Она была в сознании, смотрела на него своими ярко-зелеными глазами и силилась что-то сказать.
— Тай? — догадался Серебряный.
Она молча кивнула.
— Я попробую…
У него ничего не вышло. Из распахнутой двери вырывались языки пламени.
— Девочка, — он обнял Машу обгоревшими руками. — Он уже был мертв. Ему уже не больно.
— И Ваньке уже не больно… — По ее лицу катились слезы…
Бедная девочка…
А он обещал вернуть ей сына…
Обещал и не сдержал обещания…
* * *
Прошел месяц. Их раны зажили. Физические. А что делать с ранами душевными, Серебряный не знал. Он забрал Машу к себе, он не отходил от нее ни на шаг: лечил, кормил, как маленькую, с ложечки, разговаривал с ней, уговаривал…
А она молчала, покорно терпела неумелые проявления его любви и молчала.
Днем молчала, а ночами заходилась криком: звала сына, звала Лику и никогда не звала его…
Его жизнь превратилась в ад. Из-за чувства вины, из-за страха за Машу он не мог ни есть, ни спать, ни работать. Ему тоже снилась Лика, почти каждую ночь. Лика сердилась. Он никогда не видел ее такой сердитой. Она что-то говорила ему, но, когда наступало утро, Серебряный помнил только одно — имя.
Элеонора…
Он знал, почему не может успокоиться Лика. Он знал, почему молчит Маша.
Тело мальчика так и не нашли.
Серебряный поставил на уши всю полицию. Люди Щирого каждый день прочесывали Москву.
Ничего. Никаких следов.
Душа Лики не успокоится…
Маша будет продолжать молчать…
А его будут мучить кошмары…
Есть еще работа, которую он забросил на целый месяц. Есть дела, которые требуют его личного присутствия.
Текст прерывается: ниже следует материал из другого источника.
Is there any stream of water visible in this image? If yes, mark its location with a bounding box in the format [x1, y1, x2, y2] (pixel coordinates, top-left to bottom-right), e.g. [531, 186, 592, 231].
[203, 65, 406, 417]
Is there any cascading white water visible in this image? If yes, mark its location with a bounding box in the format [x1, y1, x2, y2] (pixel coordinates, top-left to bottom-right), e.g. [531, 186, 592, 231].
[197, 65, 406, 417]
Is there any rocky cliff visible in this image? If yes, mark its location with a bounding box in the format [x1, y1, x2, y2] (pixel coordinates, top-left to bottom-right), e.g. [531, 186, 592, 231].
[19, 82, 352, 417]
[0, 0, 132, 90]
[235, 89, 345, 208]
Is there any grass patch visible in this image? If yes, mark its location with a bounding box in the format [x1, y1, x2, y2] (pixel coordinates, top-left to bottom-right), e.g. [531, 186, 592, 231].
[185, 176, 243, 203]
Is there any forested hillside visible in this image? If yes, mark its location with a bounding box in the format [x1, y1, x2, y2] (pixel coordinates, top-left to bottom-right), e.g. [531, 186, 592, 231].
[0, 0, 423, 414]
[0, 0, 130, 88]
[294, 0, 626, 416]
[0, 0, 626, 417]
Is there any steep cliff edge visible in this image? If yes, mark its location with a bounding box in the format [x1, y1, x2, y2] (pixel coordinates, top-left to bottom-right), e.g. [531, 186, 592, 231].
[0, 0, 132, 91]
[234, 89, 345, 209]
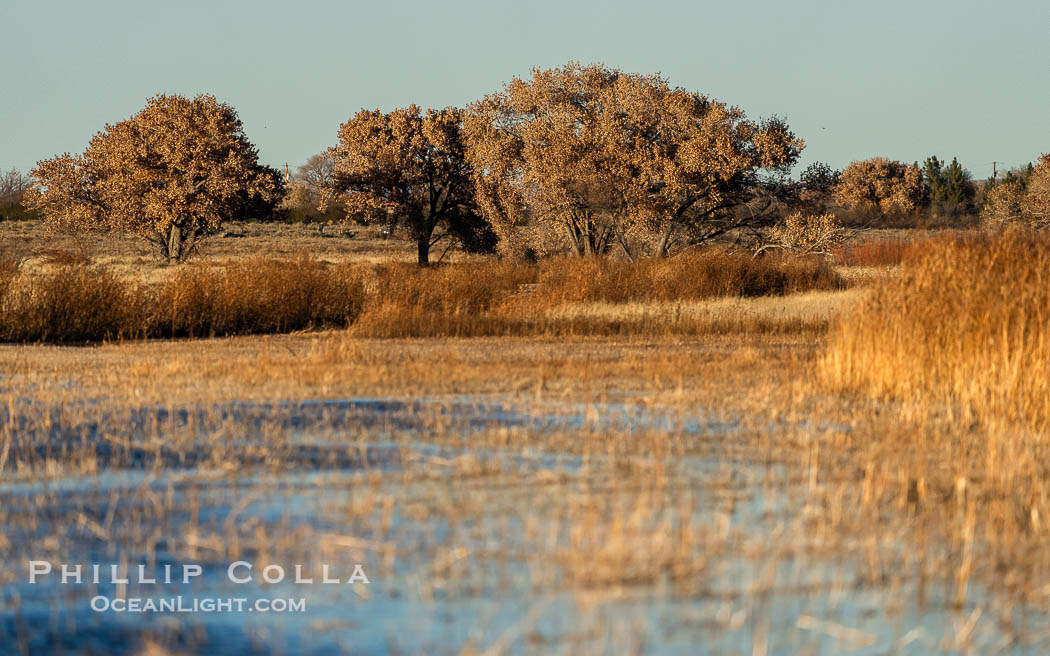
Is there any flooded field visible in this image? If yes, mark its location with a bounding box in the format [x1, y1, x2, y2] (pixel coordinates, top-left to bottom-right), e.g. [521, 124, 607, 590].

И есть Маша, которую страшно оставлять одну…
На помощь пришла Аннушка. Он сидел за рабочим столом и тупо выводил в ежедневнике одно-единственное слово — «Элеонора».
Лика хотела, чтобы он встретился с Элеонорой. Сегодня утром он наконец понял это.
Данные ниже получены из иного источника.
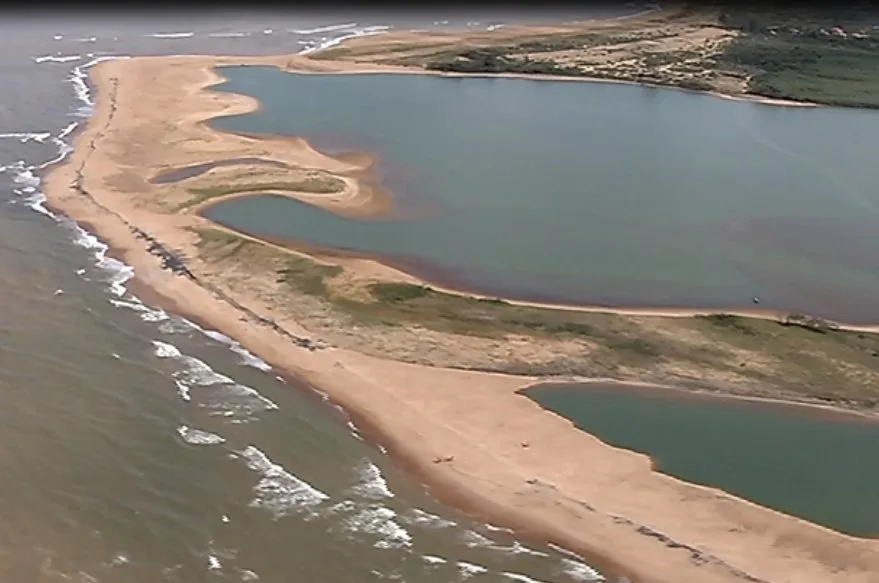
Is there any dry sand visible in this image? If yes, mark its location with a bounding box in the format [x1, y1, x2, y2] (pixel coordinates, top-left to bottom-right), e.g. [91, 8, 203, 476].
[41, 30, 879, 583]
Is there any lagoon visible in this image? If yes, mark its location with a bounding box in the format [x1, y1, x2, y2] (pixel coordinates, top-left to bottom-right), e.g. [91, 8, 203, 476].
[205, 67, 879, 323]
[523, 383, 879, 537]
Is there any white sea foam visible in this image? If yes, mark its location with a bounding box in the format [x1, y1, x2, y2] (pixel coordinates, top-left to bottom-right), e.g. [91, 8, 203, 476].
[351, 460, 394, 500]
[290, 22, 357, 34]
[458, 561, 488, 579]
[462, 530, 494, 548]
[482, 523, 513, 534]
[343, 504, 412, 549]
[208, 32, 250, 38]
[463, 527, 549, 557]
[34, 55, 82, 63]
[58, 121, 79, 140]
[177, 425, 226, 445]
[153, 340, 183, 358]
[174, 379, 192, 401]
[0, 132, 52, 144]
[146, 31, 195, 38]
[561, 558, 604, 583]
[400, 508, 457, 528]
[300, 26, 390, 55]
[501, 571, 543, 583]
[153, 340, 278, 423]
[239, 445, 329, 518]
[199, 328, 272, 372]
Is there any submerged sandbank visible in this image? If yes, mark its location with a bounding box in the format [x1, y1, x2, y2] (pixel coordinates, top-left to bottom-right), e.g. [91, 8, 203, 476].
[41, 42, 879, 583]
[520, 381, 879, 538]
[203, 69, 876, 326]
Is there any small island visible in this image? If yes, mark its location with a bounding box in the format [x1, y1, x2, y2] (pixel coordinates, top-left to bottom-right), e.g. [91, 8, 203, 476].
[47, 4, 879, 583]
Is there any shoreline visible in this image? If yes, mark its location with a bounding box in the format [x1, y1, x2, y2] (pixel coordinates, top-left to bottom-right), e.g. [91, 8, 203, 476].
[203, 205, 879, 334]
[46, 33, 879, 583]
[189, 64, 879, 334]
[518, 377, 879, 423]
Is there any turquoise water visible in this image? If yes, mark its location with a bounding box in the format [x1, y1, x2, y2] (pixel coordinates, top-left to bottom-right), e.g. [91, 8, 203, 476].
[206, 67, 879, 322]
[525, 384, 879, 537]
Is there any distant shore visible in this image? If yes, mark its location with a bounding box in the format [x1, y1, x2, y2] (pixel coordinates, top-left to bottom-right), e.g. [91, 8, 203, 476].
[46, 19, 879, 583]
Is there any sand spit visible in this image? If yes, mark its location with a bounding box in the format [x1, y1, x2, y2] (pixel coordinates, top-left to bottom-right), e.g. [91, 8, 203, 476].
[46, 27, 879, 583]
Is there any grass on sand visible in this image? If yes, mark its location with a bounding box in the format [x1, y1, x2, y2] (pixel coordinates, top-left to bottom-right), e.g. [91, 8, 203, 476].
[196, 229, 879, 407]
[174, 176, 345, 211]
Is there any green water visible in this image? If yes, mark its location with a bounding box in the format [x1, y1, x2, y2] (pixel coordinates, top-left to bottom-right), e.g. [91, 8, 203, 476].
[206, 67, 879, 322]
[525, 384, 879, 537]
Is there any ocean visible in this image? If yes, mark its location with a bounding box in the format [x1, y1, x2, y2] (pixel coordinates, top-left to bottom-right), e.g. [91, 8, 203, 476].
[0, 6, 638, 583]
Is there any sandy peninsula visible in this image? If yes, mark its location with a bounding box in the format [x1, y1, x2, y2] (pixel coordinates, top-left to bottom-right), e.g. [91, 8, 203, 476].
[46, 13, 879, 583]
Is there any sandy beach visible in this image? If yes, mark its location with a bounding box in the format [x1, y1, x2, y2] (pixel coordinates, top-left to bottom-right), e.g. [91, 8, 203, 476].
[46, 24, 879, 583]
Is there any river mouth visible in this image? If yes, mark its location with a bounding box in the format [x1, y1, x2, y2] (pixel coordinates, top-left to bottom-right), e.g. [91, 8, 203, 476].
[204, 67, 879, 324]
[521, 382, 879, 538]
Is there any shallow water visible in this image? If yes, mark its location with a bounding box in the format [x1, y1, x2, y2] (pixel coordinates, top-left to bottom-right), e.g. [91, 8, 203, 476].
[524, 384, 879, 537]
[205, 67, 879, 323]
[0, 6, 652, 583]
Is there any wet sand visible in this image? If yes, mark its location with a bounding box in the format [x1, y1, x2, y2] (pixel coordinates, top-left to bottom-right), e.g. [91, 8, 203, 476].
[39, 33, 879, 583]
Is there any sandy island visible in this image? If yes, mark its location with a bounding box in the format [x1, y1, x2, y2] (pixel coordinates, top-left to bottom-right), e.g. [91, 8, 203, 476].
[46, 12, 879, 583]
— Иван Матвеевич, — Аннушка неодобрительно покосилась на доверху заполненную окурками пепельницу, которую вымыла всего пару часов назад, — я тут подумала, хотите, я побуду с Машей, пока вы на работе? Я же вижу, что вы волнуетесь.
— Присядь, Анна. — Он закурил очередную сигарету.
Аннушка послушно села, сложила пухлые руки на коленях.
— Мне нужно поговорить с кем-нибудь… — Серебряный запнулся. Все это попахивало чертовщиной: и его «вещие» сны, и редкое имя Элеонора. В его окружении не было ни одной женщины с таким именем. Но сейчас он готов был поверить во что угодно, только бы найти мальчика…
— Я слушаю вас, Иван Матвеевич, — сказала Аннушка очень серьезно.
— Может, мой вопрос покажется тебе странным. — Серебряный глубоко затянулся сигаретой. — Скажи, имя Элеонора тебе ни о чем не говорит? Ну, может, Маша при тебе упоминала о женщине с таким именем?
Аннушка отреагировала на его вопрос неожиданно бурно: сначала побледнела, потом пошла красными пятнами, а потом разрыдалась.
Серебряный растерянно смотрел на плачущую секретаршу и не знал, что делать.
— Это моя вина, — всхлипнула Аннушка. — Это я потащила Машу к той женщине.
— К какой женщине? Анна, прекрати немедленно реветь!